Der Fraktionschef fügte hinzu: "Alle, die immer noch zweifeln, sollen sich einmal in Europa umschauen. Wo stünden wir wohl heute, wenn wir damals nicht gehandelt hätten?" Steinmeier gab zu, dass die "Agenda" auch zu Auswüchsen geführt habe. Die Leiharbeit bezeichnete er als notwendig - man habe sich allerdings "nicht vorstellen können, dass einzelne Unternehmen große Teile ihrer Stammbelegschaften durch Leiharbeiter ersetzen". Das müsse korrigiert werden. Zudem wäre es besser gewesen, wenn man parallel zu den Arbeitsmarktreformen einen Mindestlohn eingeführt hätte.

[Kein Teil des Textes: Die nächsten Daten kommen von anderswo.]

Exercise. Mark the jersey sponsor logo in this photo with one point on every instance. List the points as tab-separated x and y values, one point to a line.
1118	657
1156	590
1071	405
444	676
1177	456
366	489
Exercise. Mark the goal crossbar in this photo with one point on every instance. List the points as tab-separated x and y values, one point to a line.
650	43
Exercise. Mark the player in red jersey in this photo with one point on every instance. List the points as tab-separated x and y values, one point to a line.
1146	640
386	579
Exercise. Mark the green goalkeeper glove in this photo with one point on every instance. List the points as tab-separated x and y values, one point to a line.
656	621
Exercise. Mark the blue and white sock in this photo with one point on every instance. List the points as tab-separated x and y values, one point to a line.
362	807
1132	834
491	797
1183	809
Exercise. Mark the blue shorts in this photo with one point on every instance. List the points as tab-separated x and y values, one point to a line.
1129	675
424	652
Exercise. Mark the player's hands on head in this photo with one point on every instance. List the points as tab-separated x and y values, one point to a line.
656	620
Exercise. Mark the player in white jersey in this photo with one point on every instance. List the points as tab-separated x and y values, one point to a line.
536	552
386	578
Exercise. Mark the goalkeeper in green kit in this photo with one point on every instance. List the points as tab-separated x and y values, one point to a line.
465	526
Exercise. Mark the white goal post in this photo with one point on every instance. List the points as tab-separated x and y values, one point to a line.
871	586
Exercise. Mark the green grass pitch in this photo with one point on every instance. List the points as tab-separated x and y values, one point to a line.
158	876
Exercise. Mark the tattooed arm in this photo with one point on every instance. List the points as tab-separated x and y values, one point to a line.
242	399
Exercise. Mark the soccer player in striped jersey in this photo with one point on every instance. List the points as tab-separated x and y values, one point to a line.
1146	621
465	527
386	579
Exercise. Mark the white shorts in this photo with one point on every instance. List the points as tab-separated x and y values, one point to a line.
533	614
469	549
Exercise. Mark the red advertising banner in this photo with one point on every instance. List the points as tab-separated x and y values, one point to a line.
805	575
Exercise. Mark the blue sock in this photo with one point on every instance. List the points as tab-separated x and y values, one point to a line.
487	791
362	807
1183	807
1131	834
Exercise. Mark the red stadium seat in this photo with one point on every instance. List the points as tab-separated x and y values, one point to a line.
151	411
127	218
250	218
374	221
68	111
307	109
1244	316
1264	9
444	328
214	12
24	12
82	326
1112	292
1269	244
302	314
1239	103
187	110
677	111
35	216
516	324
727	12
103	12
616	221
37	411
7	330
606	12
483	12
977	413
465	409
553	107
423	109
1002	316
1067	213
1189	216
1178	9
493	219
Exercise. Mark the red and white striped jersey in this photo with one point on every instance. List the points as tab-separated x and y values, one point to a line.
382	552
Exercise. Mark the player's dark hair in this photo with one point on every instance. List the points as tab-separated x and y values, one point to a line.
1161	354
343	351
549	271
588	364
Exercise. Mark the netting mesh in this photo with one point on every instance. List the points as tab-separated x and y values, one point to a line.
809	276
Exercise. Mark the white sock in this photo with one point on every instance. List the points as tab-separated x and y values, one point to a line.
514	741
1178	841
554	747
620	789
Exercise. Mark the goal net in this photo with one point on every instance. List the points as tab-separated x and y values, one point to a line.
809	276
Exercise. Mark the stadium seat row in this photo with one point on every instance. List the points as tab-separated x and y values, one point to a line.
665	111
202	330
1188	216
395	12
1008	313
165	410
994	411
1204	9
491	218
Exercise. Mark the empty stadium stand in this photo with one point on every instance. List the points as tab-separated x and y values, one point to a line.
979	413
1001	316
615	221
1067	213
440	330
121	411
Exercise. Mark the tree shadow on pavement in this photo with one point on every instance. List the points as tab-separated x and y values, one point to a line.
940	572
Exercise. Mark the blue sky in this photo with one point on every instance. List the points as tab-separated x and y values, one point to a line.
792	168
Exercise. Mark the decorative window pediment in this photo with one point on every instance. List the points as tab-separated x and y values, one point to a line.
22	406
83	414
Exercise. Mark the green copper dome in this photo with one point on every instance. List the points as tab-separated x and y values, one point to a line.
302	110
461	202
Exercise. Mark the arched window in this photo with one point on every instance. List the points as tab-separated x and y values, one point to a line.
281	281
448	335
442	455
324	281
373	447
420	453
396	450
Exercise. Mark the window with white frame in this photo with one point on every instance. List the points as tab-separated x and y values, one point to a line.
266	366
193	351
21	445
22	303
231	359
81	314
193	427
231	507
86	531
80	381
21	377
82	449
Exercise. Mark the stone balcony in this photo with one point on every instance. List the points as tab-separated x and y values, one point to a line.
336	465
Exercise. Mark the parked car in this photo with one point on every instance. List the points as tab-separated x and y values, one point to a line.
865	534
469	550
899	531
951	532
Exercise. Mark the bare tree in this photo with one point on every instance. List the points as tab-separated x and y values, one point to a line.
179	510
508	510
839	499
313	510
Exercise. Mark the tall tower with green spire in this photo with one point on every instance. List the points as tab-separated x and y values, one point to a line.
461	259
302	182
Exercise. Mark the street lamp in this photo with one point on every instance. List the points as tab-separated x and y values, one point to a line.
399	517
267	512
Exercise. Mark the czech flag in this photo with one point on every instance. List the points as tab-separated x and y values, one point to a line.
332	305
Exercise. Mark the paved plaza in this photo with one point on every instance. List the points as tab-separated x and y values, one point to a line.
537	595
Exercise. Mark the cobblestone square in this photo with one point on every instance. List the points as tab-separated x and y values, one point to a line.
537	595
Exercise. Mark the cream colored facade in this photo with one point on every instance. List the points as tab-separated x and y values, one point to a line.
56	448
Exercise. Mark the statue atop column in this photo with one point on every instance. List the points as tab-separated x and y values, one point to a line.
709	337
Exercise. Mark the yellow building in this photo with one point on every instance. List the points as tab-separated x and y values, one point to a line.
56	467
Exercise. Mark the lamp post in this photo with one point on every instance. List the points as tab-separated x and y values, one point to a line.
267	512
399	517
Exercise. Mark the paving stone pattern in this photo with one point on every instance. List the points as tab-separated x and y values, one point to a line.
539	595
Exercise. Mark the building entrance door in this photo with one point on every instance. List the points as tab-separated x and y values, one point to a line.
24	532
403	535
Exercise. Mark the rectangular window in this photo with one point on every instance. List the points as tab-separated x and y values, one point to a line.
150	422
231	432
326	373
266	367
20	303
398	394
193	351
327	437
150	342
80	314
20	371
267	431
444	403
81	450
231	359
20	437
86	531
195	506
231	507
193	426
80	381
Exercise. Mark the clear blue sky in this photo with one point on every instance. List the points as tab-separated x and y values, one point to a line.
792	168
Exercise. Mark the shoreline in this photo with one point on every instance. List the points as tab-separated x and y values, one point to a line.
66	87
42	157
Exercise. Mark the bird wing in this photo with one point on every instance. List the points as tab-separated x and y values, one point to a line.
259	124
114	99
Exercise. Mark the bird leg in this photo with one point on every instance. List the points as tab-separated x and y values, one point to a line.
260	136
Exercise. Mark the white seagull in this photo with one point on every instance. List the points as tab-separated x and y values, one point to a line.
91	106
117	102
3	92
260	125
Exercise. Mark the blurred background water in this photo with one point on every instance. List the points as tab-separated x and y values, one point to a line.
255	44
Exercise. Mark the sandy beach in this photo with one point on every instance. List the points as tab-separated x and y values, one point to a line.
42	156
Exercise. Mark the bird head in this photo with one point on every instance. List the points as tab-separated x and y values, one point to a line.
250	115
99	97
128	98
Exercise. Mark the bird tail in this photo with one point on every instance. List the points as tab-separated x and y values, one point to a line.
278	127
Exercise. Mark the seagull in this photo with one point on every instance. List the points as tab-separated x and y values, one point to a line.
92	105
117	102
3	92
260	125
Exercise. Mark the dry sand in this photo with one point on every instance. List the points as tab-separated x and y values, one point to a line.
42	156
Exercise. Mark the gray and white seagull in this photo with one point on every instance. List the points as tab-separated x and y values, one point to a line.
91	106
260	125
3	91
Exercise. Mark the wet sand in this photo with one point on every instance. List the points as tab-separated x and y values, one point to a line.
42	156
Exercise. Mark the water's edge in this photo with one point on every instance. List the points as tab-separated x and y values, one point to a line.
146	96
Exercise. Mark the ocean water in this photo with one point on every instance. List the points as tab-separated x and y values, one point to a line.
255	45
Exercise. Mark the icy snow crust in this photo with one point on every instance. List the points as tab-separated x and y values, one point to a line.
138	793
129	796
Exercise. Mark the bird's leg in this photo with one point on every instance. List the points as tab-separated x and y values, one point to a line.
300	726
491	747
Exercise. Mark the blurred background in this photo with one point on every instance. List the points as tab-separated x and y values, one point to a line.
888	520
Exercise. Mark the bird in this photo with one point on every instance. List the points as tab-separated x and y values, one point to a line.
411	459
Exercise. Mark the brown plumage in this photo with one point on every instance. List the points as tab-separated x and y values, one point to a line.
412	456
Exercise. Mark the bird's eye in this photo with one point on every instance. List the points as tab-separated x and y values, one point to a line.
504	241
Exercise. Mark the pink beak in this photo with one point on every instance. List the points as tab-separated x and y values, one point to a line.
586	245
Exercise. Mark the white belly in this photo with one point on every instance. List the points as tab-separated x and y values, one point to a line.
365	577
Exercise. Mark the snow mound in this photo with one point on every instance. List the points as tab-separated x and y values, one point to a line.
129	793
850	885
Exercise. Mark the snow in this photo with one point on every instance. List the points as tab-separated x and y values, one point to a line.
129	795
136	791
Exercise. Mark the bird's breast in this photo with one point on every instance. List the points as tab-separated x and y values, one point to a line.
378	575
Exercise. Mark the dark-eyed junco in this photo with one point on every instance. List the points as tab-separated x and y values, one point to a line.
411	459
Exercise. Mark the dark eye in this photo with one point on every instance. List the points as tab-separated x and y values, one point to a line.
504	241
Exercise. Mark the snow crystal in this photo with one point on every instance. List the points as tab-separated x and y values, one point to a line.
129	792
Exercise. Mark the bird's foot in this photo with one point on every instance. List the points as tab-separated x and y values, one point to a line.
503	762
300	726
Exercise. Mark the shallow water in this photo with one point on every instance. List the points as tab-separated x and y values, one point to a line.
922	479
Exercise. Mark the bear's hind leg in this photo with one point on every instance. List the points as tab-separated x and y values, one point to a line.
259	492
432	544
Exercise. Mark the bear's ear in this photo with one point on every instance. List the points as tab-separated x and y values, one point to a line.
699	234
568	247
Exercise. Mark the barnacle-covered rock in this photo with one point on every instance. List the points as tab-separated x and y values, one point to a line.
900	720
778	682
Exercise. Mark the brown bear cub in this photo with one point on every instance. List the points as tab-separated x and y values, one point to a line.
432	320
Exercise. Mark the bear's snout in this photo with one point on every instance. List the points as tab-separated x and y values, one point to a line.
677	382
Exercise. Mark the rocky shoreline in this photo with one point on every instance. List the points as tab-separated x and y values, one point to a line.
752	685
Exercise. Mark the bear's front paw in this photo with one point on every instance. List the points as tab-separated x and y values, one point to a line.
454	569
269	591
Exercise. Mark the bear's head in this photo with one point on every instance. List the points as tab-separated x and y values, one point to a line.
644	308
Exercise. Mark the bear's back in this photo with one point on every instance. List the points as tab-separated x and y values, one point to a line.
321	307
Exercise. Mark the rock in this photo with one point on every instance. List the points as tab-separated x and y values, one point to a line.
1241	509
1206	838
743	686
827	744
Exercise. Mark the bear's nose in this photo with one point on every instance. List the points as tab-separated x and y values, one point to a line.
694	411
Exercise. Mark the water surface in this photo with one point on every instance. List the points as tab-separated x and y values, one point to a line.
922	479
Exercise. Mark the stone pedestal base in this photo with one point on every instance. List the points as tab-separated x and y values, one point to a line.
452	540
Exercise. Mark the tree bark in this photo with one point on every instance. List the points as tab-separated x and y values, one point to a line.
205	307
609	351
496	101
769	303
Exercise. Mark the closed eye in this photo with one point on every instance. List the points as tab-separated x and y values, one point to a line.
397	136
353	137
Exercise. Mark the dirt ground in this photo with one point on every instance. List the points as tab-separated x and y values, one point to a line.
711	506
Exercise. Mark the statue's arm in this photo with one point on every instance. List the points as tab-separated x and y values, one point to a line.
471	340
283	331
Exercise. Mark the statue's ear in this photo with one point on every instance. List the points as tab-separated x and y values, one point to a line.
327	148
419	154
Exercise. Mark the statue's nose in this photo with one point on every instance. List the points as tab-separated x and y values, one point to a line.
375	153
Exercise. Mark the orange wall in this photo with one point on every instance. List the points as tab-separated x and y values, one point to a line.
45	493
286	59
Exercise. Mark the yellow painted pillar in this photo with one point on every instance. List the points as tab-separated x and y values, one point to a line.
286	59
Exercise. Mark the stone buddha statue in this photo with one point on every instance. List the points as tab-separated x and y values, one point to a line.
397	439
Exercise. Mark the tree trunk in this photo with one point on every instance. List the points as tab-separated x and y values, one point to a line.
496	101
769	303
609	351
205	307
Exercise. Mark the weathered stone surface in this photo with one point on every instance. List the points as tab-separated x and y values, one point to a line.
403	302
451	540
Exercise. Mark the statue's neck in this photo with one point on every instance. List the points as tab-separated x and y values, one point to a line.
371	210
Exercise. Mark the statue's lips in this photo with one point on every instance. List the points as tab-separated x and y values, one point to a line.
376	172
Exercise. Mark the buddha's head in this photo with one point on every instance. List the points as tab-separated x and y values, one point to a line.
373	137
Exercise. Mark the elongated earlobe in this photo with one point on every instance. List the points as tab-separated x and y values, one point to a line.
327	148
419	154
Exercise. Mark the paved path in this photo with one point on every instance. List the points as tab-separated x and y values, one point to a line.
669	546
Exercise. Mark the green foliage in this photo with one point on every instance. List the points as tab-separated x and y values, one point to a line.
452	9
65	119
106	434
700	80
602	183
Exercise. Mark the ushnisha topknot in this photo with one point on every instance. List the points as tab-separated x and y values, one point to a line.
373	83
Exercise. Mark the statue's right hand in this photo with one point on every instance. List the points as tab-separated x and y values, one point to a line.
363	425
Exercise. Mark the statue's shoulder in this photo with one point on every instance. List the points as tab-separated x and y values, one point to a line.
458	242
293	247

Der SPD-Politiker verteidigte Schröders Entschluss, im Zuge der Reform gemeinsam mit Frankreich den EU-Stabilitätspakt zu lockern - ein Vorgehen, das die heutige schwarz-gelbe Regierung für eine der Ursachen der Euro-Krise hält. Steinmeier sagte, Union und FDP hätten bis heute nicht begriffen, dass die Strukturreformen der Agenda ohne mehr Flexibilität beim Stabilitätspakt nicht möglich gewesen wären. "Ja, wir haben uns Zeit zum Atmen gekauft, um die Reformen auf den Weg zu bringen und den Zeitpunkt zu erreichen, an dem sie wirken."